Vibrational effects in the quantum dynamics of the H + D_2^+ charge transfer reaction

TL;DR

This study investigates vibrational effects in the H + D_2^+ charge transfer reaction using wave packet methods and coupled potential energy surfaces, revealing how vibrational excitation influences reaction channels and cross sections.

Contribution

It provides detailed quantum dynamical calculations of vibrational effects on charge transfer reactions, highlighting the dominant non-reactive channel and comparing well with experimental data.

Findings

Cross sections increase with vibrational excitation.

Non-reactive charge transfer is the dominant process.

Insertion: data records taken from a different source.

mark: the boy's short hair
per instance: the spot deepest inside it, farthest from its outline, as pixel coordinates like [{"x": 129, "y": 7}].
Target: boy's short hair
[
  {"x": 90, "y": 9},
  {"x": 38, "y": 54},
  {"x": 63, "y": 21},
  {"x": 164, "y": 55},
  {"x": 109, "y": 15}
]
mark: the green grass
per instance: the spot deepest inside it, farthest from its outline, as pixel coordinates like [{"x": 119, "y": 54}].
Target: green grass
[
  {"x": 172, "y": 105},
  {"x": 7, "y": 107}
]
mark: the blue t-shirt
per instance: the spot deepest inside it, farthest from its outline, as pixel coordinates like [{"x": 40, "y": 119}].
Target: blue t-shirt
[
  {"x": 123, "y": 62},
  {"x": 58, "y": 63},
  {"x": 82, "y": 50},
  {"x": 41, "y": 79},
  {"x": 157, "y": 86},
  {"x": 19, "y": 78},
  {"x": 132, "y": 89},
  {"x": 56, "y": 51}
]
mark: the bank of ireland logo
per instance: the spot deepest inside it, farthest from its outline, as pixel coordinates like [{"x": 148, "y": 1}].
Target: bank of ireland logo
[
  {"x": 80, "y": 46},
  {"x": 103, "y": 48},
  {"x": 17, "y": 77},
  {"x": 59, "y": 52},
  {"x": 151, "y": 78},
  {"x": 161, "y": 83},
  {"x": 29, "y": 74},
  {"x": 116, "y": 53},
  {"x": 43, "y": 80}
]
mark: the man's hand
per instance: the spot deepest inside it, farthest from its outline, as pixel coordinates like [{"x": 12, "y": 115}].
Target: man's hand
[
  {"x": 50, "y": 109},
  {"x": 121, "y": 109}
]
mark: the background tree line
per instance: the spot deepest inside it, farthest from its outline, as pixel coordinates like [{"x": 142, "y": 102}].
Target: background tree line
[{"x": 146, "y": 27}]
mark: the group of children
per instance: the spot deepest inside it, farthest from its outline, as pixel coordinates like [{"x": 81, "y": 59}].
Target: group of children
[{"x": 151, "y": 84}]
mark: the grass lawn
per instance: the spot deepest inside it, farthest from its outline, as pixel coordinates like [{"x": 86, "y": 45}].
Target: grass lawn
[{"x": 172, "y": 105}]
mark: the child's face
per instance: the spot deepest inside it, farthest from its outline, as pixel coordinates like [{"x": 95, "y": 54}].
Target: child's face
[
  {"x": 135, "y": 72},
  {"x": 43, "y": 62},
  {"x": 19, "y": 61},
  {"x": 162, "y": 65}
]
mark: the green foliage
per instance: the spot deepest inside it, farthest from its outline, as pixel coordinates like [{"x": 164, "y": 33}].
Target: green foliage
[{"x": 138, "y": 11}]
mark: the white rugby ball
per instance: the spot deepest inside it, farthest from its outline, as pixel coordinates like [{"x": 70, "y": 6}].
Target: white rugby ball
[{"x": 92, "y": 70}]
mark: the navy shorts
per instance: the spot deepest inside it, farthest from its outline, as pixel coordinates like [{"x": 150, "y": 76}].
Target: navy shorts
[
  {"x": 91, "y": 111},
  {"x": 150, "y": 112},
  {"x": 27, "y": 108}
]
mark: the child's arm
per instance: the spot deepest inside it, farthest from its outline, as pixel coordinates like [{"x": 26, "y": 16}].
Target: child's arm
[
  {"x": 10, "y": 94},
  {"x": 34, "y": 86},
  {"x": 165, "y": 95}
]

Experimental cross sections suggest higher vibrational states at lower energies.

Abstract

The H + D_2^+(v=0,1 and 2) charge transfer reaction is studied using an accurate wave packet method, using recently proposed coupled diabatic potential energy surfaces. The state-to-state cross section is obtained for three different channels: non-reactive charge transfer, reactive charge transfer, and exchange reaction. The three processes proceed via the electronic transition from the first excited to the ground electronic state. The cross section for the three processes increases with the initial vibrational excitation. The non-reactive charge transfer process is the dominant channel, whose branching ratio increases with collision energy, and it compares well with experimental measurements at collision energies around 0.5 eV. For lower energies the experimental cross section is considerably higher, suggesting that it corresponds to higher vibrational excitation of D_2^+(v) reactants. Further experimental studies of this reaction and isotopic variants are needed, where conditions are controlled to obtain a better analysis of the vibrational effects of the D_2^+ reagents.